President of Averett University
- Incumbent
- Assumed office August 1, 2026

Personal details
- Education: University of Virginia

= Tatia Daniels Granger =

Tatia Daniels Granger is a U.S. academic administrator serving as the 17th president of Averett University since 2026.

==Life==

Granger earned a Bachelor of Arts in French from the University of Virginia in 1989, a Master of Education in the social foundations of education from the same institution in 1993, and a Ph.D. in higher education and leadership from the University of Virginia in 1999. She later completed a leadership coaching certificate at Georgetown University School of Continuing Studies in 2015 and a college teaching certificate from the College of William & Mary School of Education in 2017.

Granger began her career in higher education administration as assistant dean of undergraduate admission at the University of Virginia, serving from 1990 to 1994. She then directed the Center for Multicultural Student Services at James Madison University from 1994 to 1997. From 2000 to 2003, she served as chief of staff to the chief financial officer at Duke University. She subsequently held the position of vice president for enrollment services at Bennett College for Women from 2003 to 2005.

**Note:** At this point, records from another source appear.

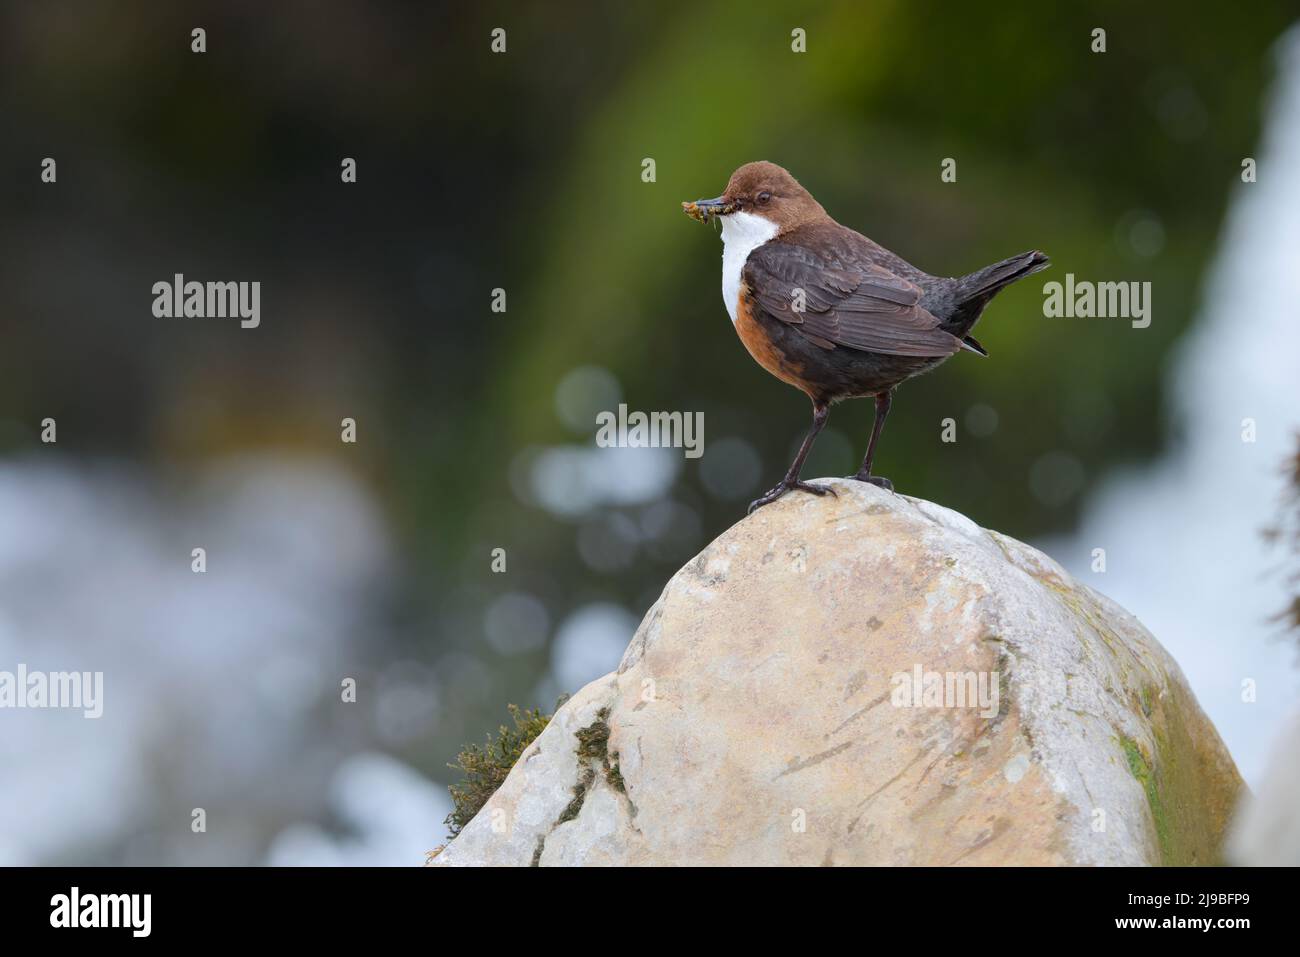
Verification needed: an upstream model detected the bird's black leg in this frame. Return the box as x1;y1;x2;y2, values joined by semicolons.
848;390;895;491
748;402;838;514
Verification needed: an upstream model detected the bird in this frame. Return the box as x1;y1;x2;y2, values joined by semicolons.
683;161;1049;514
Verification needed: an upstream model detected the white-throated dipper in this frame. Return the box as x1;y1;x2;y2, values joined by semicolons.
684;161;1049;513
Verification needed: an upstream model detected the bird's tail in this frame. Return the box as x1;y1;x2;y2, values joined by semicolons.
956;249;1050;303
943;250;1050;344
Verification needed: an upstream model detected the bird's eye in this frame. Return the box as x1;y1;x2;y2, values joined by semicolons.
757;191;772;205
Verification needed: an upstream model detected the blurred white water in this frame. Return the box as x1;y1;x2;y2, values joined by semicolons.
264;751;451;866
0;455;447;865
1047;27;1300;787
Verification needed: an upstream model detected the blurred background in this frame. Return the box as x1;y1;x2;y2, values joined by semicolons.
1;1;1298;865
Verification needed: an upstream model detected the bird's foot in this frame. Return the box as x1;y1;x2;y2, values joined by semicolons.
747;479;837;515
845;473;894;492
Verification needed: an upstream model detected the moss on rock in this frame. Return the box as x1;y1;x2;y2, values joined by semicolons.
1119;682;1244;866
445;704;553;839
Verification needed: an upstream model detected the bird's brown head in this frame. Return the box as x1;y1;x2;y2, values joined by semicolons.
682;161;828;232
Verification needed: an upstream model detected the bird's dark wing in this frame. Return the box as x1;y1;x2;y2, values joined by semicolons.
743;241;962;357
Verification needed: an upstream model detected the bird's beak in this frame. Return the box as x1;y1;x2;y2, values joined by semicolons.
682;196;736;223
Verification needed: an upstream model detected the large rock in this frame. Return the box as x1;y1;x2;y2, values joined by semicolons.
434;480;1243;866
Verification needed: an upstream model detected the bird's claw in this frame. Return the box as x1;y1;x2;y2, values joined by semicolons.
844;473;894;492
747;480;837;515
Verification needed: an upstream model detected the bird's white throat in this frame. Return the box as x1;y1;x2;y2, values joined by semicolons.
719;211;779;324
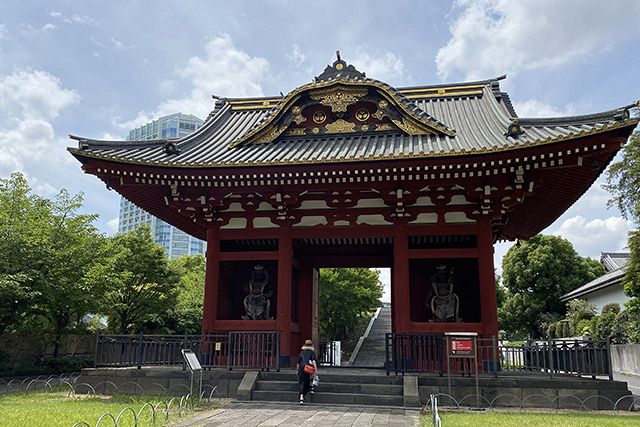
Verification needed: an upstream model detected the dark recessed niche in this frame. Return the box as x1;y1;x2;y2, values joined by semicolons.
409;258;481;323
217;260;278;320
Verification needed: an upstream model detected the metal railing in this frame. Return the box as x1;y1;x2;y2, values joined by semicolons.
385;333;444;375
95;332;280;371
318;341;340;366
386;333;612;379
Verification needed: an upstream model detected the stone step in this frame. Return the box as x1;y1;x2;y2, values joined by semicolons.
259;371;402;385
255;380;402;396
252;390;404;406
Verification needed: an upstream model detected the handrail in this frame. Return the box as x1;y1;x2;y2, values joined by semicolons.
347;306;383;366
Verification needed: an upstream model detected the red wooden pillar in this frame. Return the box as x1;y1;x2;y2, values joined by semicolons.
392;225;410;334
297;264;313;349
477;218;498;338
276;228;293;366
201;227;220;333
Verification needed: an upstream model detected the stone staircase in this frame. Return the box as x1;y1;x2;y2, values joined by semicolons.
350;305;392;367
251;370;404;406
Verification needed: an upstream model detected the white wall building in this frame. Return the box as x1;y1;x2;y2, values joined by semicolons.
561;252;630;313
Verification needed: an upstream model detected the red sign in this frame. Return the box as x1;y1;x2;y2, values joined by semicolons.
451;339;473;354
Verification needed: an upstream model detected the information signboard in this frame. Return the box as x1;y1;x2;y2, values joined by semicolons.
450;338;474;355
181;349;202;372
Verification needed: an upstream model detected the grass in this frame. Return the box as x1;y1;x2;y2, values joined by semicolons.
421;410;640;427
0;390;214;427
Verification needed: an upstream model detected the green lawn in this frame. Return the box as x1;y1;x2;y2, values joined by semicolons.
0;391;213;427
421;411;640;427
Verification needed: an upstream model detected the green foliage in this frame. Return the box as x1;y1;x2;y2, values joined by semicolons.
0;174;107;355
605;132;640;223
495;274;508;309
87;226;179;334
499;235;604;338
547;322;557;339
565;299;596;331
0;274;38;336
555;322;563;338
605;131;640;340
601;303;621;315
319;268;383;341
168;254;206;334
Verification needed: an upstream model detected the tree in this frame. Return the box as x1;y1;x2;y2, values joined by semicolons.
499;235;604;338
0;274;37;336
34;189;107;356
88;226;178;334
319;268;383;341
168;254;206;334
0;174;106;355
605;131;640;338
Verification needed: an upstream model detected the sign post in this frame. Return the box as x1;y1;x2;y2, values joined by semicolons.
181;349;203;397
445;332;479;407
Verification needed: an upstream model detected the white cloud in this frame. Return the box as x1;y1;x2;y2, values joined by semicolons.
513;100;575;118
110;37;134;50
0;24;8;40
107;217;119;233
118;34;269;128
287;44;306;67
436;0;640;80
21;22;58;34
49;11;97;26
552;215;632;259
351;48;409;84
0;69;79;188
0;69;80;124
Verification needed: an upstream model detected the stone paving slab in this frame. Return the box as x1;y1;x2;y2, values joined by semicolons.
174;401;420;427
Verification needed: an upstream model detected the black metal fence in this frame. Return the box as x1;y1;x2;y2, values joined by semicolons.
386;333;613;379
385;333;444;375
318;341;340;366
95;332;280;371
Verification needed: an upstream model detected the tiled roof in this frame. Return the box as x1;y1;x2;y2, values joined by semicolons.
69;81;638;168
561;267;626;301
600;252;629;272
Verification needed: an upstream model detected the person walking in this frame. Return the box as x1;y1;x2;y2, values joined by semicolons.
296;339;317;405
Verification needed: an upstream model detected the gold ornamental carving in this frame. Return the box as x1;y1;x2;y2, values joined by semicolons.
285;128;306;136
375;123;394;131
293;114;306;124
361;124;370;132
309;86;368;113
355;108;370;122
255;126;285;144
378;100;389;109
392;118;432;136
372;109;386;120
325;118;356;133
313;111;327;124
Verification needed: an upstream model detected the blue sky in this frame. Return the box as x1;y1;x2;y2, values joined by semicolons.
1;1;639;300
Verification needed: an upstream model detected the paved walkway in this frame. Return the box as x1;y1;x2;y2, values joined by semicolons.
174;401;421;427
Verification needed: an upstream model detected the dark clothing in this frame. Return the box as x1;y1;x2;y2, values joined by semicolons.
297;349;316;396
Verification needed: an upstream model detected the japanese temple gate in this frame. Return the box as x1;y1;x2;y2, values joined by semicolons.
70;56;639;367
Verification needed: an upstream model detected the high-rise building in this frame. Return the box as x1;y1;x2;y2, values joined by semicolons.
118;113;205;259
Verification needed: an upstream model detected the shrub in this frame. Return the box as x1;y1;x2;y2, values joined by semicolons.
555;322;564;338
575;319;592;336
43;356;93;374
547;322;557;339
601;303;621;315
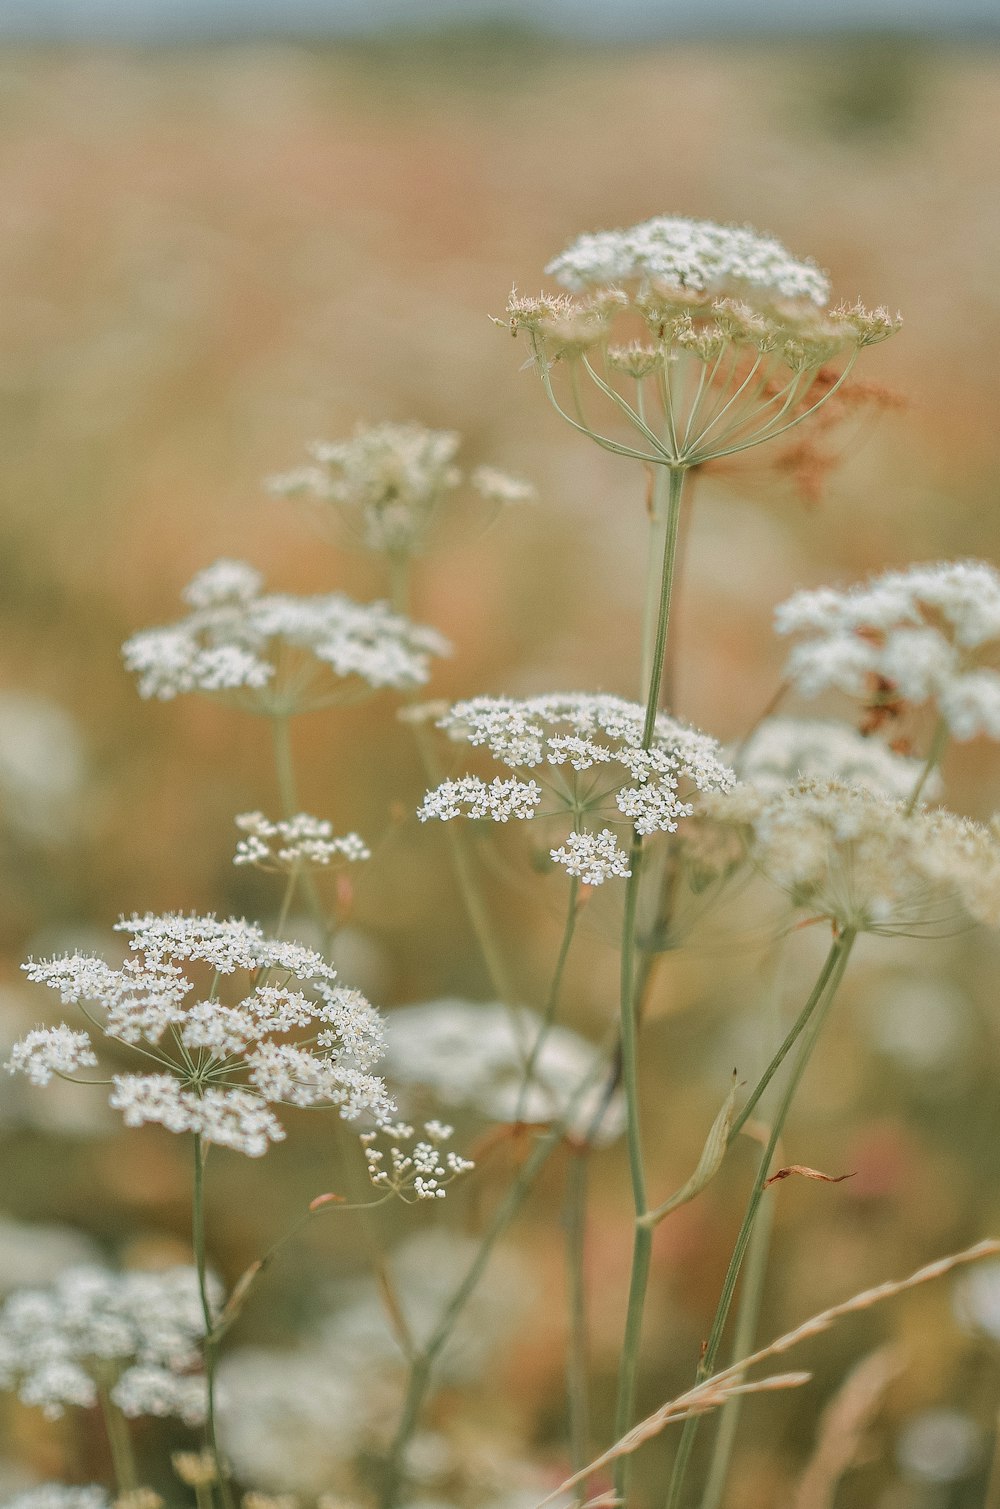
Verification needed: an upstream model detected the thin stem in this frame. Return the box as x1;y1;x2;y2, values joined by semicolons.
564;1146;593;1495
97;1383;139;1495
613;465;687;1498
698;1123;777;1509
640;469;671;699
664;929;857;1509
269;714;330;949
905;716;949;815
515;877;581;1123
192;1135;234;1509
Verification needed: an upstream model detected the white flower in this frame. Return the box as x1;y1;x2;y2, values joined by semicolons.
233;812;370;871
733;717;941;802
14;914;391;1158
122;562;449;709
1;1489;109;1509
268;422;535;557
777;561;1000;741
6;1028;97;1087
546;215;832;306
360;1120;475;1202
550;829;632;885
0;1266;212;1422
418;694;733;879
383;1000;625;1147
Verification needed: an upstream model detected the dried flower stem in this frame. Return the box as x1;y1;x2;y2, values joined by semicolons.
663;927;857;1509
192;1135;233;1509
613;465;686;1498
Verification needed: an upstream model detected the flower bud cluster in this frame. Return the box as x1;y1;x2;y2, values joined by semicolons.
360;1119;475;1201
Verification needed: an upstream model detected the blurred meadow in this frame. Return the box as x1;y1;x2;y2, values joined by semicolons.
2;24;1000;1509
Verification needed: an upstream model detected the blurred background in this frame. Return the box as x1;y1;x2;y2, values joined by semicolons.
1;2;1000;1506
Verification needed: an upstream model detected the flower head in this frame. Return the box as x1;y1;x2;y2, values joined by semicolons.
233;812;370;872
122;562;449;712
268;421;534;559
417;693;734;884
777;560;1000;742
733;717;942;802
13;914;391;1157
0;1265;214;1422
502;215;899;470
696;779;1000;935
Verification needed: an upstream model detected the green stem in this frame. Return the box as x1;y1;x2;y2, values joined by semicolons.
97;1383;139;1495
698;1143;776;1509
613;465;687;1499
640;470;671;699
515;877;580;1122
192;1136;234;1509
664;929;857;1509
905;716;948;816
564;1147;592;1494
269;714;331;951
391;556;521;1011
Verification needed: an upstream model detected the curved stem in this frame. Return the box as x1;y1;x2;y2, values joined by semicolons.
515;877;581;1123
663;929;857;1509
905;716;948;815
192;1135;234;1509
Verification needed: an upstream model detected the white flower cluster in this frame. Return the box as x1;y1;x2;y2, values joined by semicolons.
268;421;534;557
698;779;1000;935
0;1490;108;1509
733;717;941;802
360;1119;475;1201
383;1000;625;1147
121;560;449;709
776;561;1000;740
418;694;734;883
546;214;832;305
0;1266;214;1423
13;913;391;1158
233;812;370;871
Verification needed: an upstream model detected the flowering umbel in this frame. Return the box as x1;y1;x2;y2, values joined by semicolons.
11;913;392;1157
501;214;900;470
417;693;734;884
122;561;449;713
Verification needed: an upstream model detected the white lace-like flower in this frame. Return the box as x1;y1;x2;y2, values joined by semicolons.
233;812;370;871
268;422;534;557
7;1027;97;1086
360;1119;475;1201
546;215;832;305
776;562;1000;741
418;694;733;882
0;1266;214;1422
733;717;942;802
383;1000;625;1147
549;829;632;885
14;914;391;1157
122;560;449;710
698;779;1000;935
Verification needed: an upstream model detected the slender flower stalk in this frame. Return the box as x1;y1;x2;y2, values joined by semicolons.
664;927;858;1509
564;1145;593;1494
192;1136;233;1509
613;466;687;1495
95;1383;138;1497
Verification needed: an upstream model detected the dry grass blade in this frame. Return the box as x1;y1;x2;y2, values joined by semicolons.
790;1344;905;1509
541;1239;1000;1505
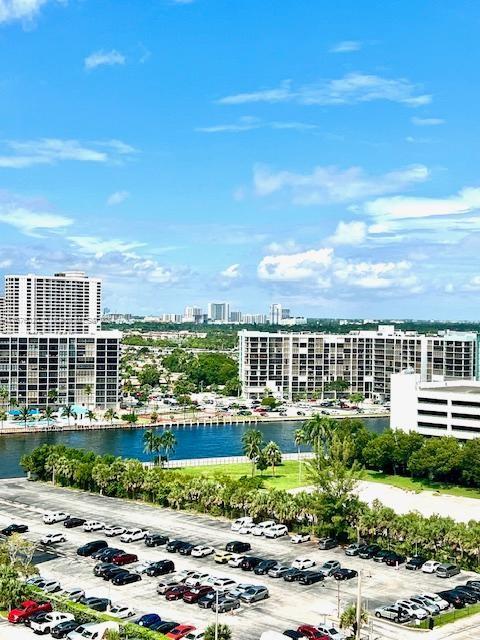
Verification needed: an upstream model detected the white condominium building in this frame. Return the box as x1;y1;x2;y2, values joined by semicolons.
391;371;480;440
208;302;230;323
2;271;101;334
239;325;478;400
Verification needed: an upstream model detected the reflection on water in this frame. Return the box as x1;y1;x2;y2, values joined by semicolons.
0;417;389;478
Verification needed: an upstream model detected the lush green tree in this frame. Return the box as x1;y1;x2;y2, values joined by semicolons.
0;565;26;611
242;429;264;476
62;404;75;426
0;385;9;408
160;430;177;463
47;388;58;406
0;409;7;429
263;441;282;476
138;364;161;387
204;623;232;640
348;392;365;404
43;406;55;429
408;437;462;482
19;406;30;428
303;414;337;453
222;376;241;397
121;460;146;498
326;378;350;398
143;430;162;466
104;408;118;424
339;603;368;637
261;396;278;409
461;438;480;487
86;409;96;425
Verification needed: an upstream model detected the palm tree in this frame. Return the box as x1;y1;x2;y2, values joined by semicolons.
204;623;232;640
303;414;337;453
263;441;282;476
104;408;117;425
161;430;177;464
62;404;75;427
0;385;9;410
339;603;368;638
0;409;7;430
86;410;96;425
47;388;58;407
294;428;306;483
43;406;55;430
19;406;30;428
241;429;264;477
143;430;162;466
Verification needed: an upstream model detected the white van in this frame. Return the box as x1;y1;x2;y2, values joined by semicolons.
252;520;276;536
43;511;70;524
67;621;119;640
231;516;253;532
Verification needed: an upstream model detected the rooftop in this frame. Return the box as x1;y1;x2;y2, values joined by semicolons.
423;384;480;395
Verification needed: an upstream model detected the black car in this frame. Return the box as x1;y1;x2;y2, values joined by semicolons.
318;537;337;550
145;533;169;547
437;590;466;608
146;560;175;577
283;568;305;582
64;517;85;529
226;541;251;554
283;632;305;640
112;571;142;586
254;559;278;575
103;566;130;581
80;597;111;611
198;591;218;609
405;556;426;571
359;544;381;559
465;582;480;595
178;542;195;556
93;562;116;577
1;523;28;536
299;571;324;585
385;552;405;567
452;586;479;603
373;549;391;563
332;568;358;581
51;620;80;638
240;556;263;571
77;540;108;556
95;547;124;562
152;621;179;633
166;539;188;553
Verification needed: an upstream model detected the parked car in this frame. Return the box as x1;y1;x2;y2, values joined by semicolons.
292;558;315;570
268;565;290;578
42;579;62;593
154;622;181;634
241;556;263;571
60;588;84;602
165;585;190;601
146;559;175;577
373;549;391;563
315;624;346;640
231;517;253;532
436;563;460;578
290;532;310;544
299;571;324;585
344;543;366;557
76;540;108;556
8;600;52;624
79;597;111;612
29;612;74;635
138;614;163;629
183;585;214;603
120;528;148;543
409;595;440;615
211;596;241;613
405;555;427;571
83;520;105;532
254;559;278;575
214;550;232;564
358;544;381;559
166;624;197;640
419;592;450;611
184;572;210;587
112;552;138;566
145;533;169;547
252;521;276;536
265;524;288;539
51;620;80;638
67;622;118;640
318;560;341;576
103;566;130;581
94;562;116;577
63;517;85;529
374;605;411;623
449;587;478;604
1;523;28;536
109;604;136;619
318;537;337;550
41;532;66;545
297;625;329;640
167;539;188;553
283;568;306;582
157;577;183;594
226;540;251;554
43;511;69;525
228;553;245;568
283;632;306;640
178;542;195;556
332;568;357;581
385;552;405;567
112;571;141;586
394;600;428;620
437;590;467;608
207;577;236;590
132;560;155;574
93;547;124;561
240;585;269;603
104;525;126;537
421;559;441;574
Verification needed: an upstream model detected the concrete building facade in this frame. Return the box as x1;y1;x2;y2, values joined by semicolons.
239;325;478;400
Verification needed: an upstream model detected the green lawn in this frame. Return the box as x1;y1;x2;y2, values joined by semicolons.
417;601;480;628
176;460;480;499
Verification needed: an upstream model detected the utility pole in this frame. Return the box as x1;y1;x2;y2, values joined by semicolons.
215;587;219;640
356;570;362;640
337;581;340;619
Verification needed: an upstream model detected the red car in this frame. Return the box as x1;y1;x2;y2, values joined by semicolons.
297;625;329;640
183;585;214;604
166;624;196;640
112;552;138;566
165;585;190;601
8;600;52;624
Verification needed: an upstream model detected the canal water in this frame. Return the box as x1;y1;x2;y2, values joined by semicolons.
0;417;389;479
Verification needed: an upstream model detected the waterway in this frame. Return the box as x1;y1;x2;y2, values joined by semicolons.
0;417;389;479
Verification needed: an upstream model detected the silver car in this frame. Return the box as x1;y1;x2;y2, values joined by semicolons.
268;565;290;578
240;585;269;603
318;560;341;577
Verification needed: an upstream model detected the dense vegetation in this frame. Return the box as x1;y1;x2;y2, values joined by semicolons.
21;425;480;570
162;349;239;395
122;332;237;350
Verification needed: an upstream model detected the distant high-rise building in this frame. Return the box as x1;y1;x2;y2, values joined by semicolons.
270;303;290;325
3;271;101;334
208;302;230;323
183;306;205;323
229;310;242;323
243;313;267;325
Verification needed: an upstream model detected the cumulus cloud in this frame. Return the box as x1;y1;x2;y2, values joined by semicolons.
0;138;136;169
253;163;429;205
220;263;241;279
258;248;333;286
329;220;367;245
330;40;362;53
0;193;73;236
84;49;125;70
265;239;301;254
107;190;130;206
0;0;62;24
218;73;431;107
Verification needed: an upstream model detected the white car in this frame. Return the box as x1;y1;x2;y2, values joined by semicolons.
231;517;253;532
410;595;440;615
420;592;450;611
26;576;45;587
176;569;196;582
238;523;254;535
120;528;148;543
292;557;315;570
208;576;237;589
192;545;215;558
109;604;136;619
30;612;74;634
252;520;276;536
104;525;126;537
42;579;62;593
395;600;429;620
290;532;311;544
422;560;441;574
43;511;70;525
316;624;346;640
61;587;84;602
185;572;210;587
185;631;204;640
264;524;288;539
83;520;105;532
41;532;66;545
157;577;183;594
228;554;245;568
132;560;155;574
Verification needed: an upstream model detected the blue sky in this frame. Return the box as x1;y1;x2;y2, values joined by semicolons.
1;0;480;319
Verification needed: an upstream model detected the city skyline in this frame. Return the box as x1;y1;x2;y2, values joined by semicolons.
2;2;480;318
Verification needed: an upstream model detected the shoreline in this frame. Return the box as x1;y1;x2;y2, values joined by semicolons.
0;411;389;436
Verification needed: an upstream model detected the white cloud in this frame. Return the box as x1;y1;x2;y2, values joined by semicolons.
265;239;301;254
253;163;429;205
333;258;417;290
258;248;333;285
219;73;431;107
330;40;362;53
68;236;145;258
463;276;480;291
107;190;130;206
197;116;318;133
0;0;62;24
0;196;72;236
84;49;125;70
329;220;367;245
363;187;480;221
221;263;241;279
411;117;445;126
0;138;136;168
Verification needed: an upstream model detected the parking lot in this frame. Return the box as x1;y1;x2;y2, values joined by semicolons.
0;478;479;640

In 2008, Granger joined the College of William & Mary as its inaugural university ombuds, a role she held until 2016. Concurrently and afterward, she taught in the Mason School of Business, first as an adjunct professor of organizational behavior from 2013 to 2017 and then as clinical associate professor of organizational behavior beginning in 2017. Since 2019, she has also served as adjunct faculty in leadership coaching at Georgetown University's Institute for Transformational Leadership.

On August 1, 2026, Granger became the 17th president of Averett University. She is its second woman and first Black president.